De Roquefort había exigido prudencia. Los otros tres hermanos que había traído consigo a Rennes estaban regresando a la abadía, uno de ellos con una herida superficial en el muslo después de que Geoffrey le disparara. Eso hacía tres hombres heridos, más otros dos muertos. Había mandado aviso de que quería celebrar un consejo cuando regresara a la abadía, el cual calmaría cualquier descontento, pero primero necesitaba saber dónde había ido su presa.
– Está ahí delante -dijo el conductor-. A cincuenta metros.
Miró por la ventanilla y se extrañó por la elección de refugio que habían hecho Malone y compañía. Resultaba raro que hubieran venido aquí.
El conductor detuvo el coche, y todos bajaron.
Estaban rodeados de coches aparcados.
– Trae la unidad portátil.
Caminaron y, unos veinte metros después, el hombre que sostenía el receptor se detuvo.
– Aquí.
De Roquefort se quedó mirando fijamente el vehículo.
– Ése no es el coche en el que salieron de Rennes.
– La señal es fuerte.
De Roquefort hizo un gesto. El otro hermano buscó debajo del vehículo y encontró el chivato.
De Roquefort hizo un gesto negativo con la cabeza y contempló las murallas de Carcasona, que se alzaban hacia el cielo, a diez metros de distancia. Antaño, la zona cubierta de hierba que se extendía ante él había constituido el foso de la ciudad. Ahora servía de aparcamiento para miles de visitantes que llegaban a diario a ver una de las últimas ciudades amuralladas supervivientes de la Edad Media. Aquellas piedras, ahora amarilleadas por el tiempo, se alzaban ya cuando los templarios vagaban por los alrededores. Habían sido testigos de la Cruzada Albigense y de las múltiples guerras posteriores. Y ni una sola vez se había abierto una brecha en ellas… Realmente un monumento a la fortaleza.
Pero decían algo sobre la inteligencia también.

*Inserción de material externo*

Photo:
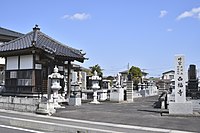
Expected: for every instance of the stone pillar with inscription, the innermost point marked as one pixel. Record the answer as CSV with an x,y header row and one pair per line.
x,y
129,91
180,106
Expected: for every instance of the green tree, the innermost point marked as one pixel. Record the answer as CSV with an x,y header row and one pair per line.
x,y
136,74
98,69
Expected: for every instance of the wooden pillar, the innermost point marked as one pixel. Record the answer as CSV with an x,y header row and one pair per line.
x,y
69,66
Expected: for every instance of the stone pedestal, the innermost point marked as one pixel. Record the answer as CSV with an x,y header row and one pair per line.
x,y
74,101
46,108
95,101
102,94
129,91
117,95
95,86
180,108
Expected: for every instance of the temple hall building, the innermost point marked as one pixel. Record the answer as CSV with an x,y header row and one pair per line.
x,y
31,57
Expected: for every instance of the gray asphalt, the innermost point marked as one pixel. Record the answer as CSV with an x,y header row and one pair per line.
x,y
139,113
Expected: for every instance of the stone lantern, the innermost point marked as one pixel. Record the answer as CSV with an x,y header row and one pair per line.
x,y
55,85
95,86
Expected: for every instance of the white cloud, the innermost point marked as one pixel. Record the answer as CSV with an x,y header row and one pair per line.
x,y
169,30
77,16
194,13
163,13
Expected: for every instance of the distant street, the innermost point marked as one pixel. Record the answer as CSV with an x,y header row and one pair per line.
x,y
11,129
107,117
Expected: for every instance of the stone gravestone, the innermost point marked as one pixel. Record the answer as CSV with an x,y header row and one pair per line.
x,y
180,106
75,99
192,82
129,91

Él conocía la leyenda, de cuando los musulmanes controlaron la ciudad durante un breve período en el siglo viii. Finalmente, los francos llegaron del norte para recuperar la plaza, y, fieles a su estilo, establecieron un largo asedio. Durante una salida, el rey musulmán fue muerto, lo que dejó la tarea de defender las murallas a su hija. Ésta era inteligente, y supo crear la ilusión de que contaban con un mayor número de soldados, ordenando a los pocos que poseía que se trasladaran de torre en torre y embutieran de paja las ropas de los muertos. La comida y el agua acabaron finalmente por escasear en ambos bandos. Finalmente, la hija ordenó que cogieran el último cordero y le hicieran comer el último saco de trigo. Entonces hizo arrojar el animal por encima de las murallas. El cordero se estrelló en la tierra y de su panza brotó un chorro de grano. Los francos quedaron conmocionados. Después de un asedio tan largo, al parecer los infieles seguían poseyendo suficiente comida para darla de comer a sus corderos. De manera que se retiraron.

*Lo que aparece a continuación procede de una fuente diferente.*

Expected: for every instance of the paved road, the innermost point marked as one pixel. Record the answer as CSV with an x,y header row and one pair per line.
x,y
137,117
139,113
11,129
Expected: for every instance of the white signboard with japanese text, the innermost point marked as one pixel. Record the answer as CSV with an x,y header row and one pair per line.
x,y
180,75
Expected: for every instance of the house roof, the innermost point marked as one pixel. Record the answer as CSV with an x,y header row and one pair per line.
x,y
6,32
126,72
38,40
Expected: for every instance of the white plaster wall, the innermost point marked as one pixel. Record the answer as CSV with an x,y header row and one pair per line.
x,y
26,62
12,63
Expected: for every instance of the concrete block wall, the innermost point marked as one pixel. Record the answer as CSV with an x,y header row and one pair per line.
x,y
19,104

Era una leyenda, estaba seguro, pero constituía una interesante historia de ingenio.
Y Cotton Malone había demostrado ingenio también colocando el dispositivo electrónico en otro vehículo.
– ¿Qué es esto? -quiso saber Claridon.
– Nos han despistado.
– ¿No es éste su coche?
– No, monsieur. -Se dio la vuelta y empezó a volver a su vehículo. ¿Adonde habían ido? Entonces se le ocurrió. Se detuvo-.¿Sabía Mark Nelle de la existencia de Casiopea Vitt?
– Oui -dijo Claridon-. Él y su padre discutían con ella.
¿Era posible que se hubieran dirigido allí? Vitt había interferido tres veces últimamente, y siempre en beneficio de Malone. Quizás presentía a un aliado.
– Vamos.
E inició otra vez el camino del coche.
– ¿Qué hacemos ahora? -quiso saber Claridon.